For AVIXA Europe readers, the integrator play is simple: build a repeatable room standard that fits the buyer’s categories and reduces their risk. Sell the support story. Sell the lifecycle story. Sell the training story. Education clients will pay for reliability when you link it directly to fewer broken lessons and fewer support escalations.
The second signal at Bett: what schools stop buying
Big “platform” pitches still draw crowds, but buyers keep circling back to boring questions: how many clicks, how many logins, how many ways this breaks when the network is busy. Hybrid learning has matured into an operational job, not a transformation project. That changes the kit list.
You see more interest in room consistency than room features. Schools want the same connection points, the same on-screen prompts, the same default inputs, and the same recovery steps across a whole estate. They want a substitute teacher to walk into any room and get going without a panic. That is why “standard room types” now sells harder than “best-in-class”.
The IT angle is sharper too. Buyers ask about device management, user permissions, and whether the system can be supported at scale without turning every classroom into a bespoke snowflake. They also want better separation between teaching simplicity and admin control. Teachers want two or three obvious actions. IT wants everything else locked down, logged, and updateable without drama.
There is also more realism about AI features. Buyers like the idea of auto-captions, summaries, and smarter search, but they treat it as optional until someone can explain the data handling and the safeguarding posture in plain English. If the answer sounds like marketing, the conversation ends fast. Schools do not need hype. They need defensible workflows that survive scrutiny from leadership, parents, and policy.
When buyers say “hybrid learning,” they rarely mean one perfect flagship room. They mean a school estate that behaves consistently under pressure.

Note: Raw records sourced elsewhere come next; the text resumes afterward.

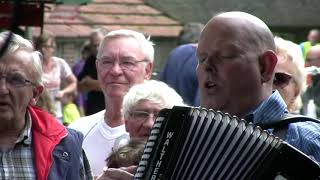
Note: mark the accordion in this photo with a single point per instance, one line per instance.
(196, 143)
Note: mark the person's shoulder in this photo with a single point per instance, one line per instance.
(84, 124)
(58, 59)
(306, 128)
(191, 47)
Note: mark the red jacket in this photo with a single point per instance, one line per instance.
(47, 132)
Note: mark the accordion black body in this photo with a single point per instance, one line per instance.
(195, 143)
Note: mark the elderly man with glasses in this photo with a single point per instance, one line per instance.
(125, 58)
(33, 144)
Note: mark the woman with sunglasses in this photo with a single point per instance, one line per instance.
(290, 79)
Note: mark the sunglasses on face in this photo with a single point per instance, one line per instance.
(281, 79)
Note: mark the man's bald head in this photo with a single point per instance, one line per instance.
(253, 30)
(236, 63)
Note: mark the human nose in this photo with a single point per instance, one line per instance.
(149, 121)
(3, 85)
(116, 68)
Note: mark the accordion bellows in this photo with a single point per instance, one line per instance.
(195, 143)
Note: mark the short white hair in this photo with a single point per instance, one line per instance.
(145, 43)
(16, 43)
(152, 90)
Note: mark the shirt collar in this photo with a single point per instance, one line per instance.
(25, 136)
(270, 110)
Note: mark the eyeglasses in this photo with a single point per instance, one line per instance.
(16, 80)
(124, 64)
(142, 115)
(281, 79)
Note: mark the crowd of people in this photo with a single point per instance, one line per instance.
(91, 121)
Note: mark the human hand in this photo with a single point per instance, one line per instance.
(123, 173)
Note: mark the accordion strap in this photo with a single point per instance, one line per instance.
(281, 127)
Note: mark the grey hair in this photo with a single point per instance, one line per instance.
(152, 90)
(19, 43)
(145, 43)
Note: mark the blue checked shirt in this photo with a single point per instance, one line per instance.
(305, 136)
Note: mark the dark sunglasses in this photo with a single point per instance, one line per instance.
(281, 79)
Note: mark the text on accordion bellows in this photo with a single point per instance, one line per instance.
(163, 152)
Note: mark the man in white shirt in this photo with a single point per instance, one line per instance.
(124, 58)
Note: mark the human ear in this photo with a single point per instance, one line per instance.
(36, 94)
(149, 69)
(267, 63)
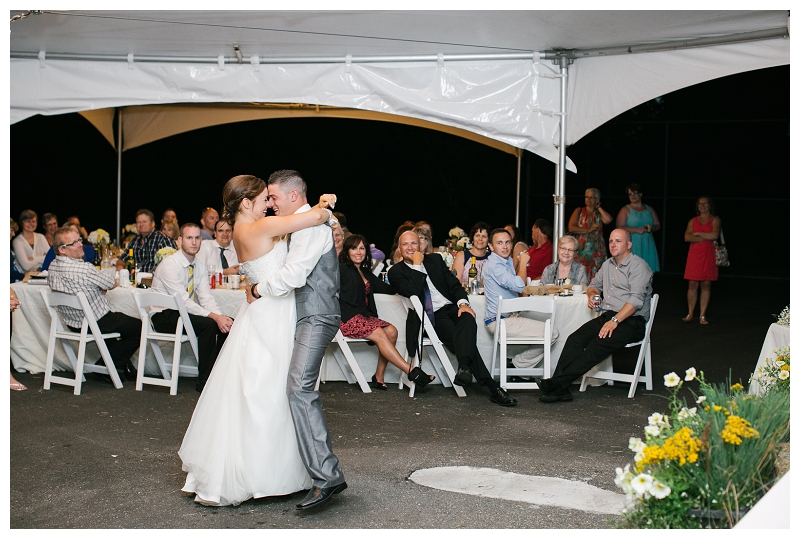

Where hybrid learning projects still fail in the real world
Most rollouts do not fail because the kit is bad. They fail because the design ignores how schools operate.
The first failure is ownership. Classroom AV becomes a liability when nobody owns it end-to-end. Devices need patching. They need clear network rules. They need basic monitoring. If IT cannot control the fleet, they will treat it as a threat, not an asset, and you will feel that in every project meeting.
The second failure is room physics. Acoustics wreck good audio. Bad placement wrecks cameras. Light wrecks content visibility. When the room is wrong, staff blame the technology because that is what they can see. Your design has to include set-up discipline, not just product selection.
The third failure is the routine. Teachers keep tools that save time. They drop tools that steal it. They also do not tolerate “learn the platform” moments when a class is waiting. If your room has no fast recovery path, staff will revert to improvised workarounds and your installed system becomes expensive wall decoration.
The fourth failure is change control. Surprise firmware changes kill trust. Schools cannot babysit rooms after every update. Buyers now push on change logs, staged rollouts, and rollback options because they have been burned and they remember.
My Verdict
If you want to win hybrid learning work after Bett UK 2026, build for the teacher’s worst day, not the showroom demo. Put speech clarity first. Keep sharing dead simple. Make recording easy to run and easy to defend. Give IT control of the fleet and a clean change story.
Most of all, standardise. Define a small set of room types, lock the user routine, and stop promising features that add complexity. Schools are buying fewer surprises and fewer support calls. If your design adds friction, you are not selling innovation. You are volunteering for unpaid troubleshooting.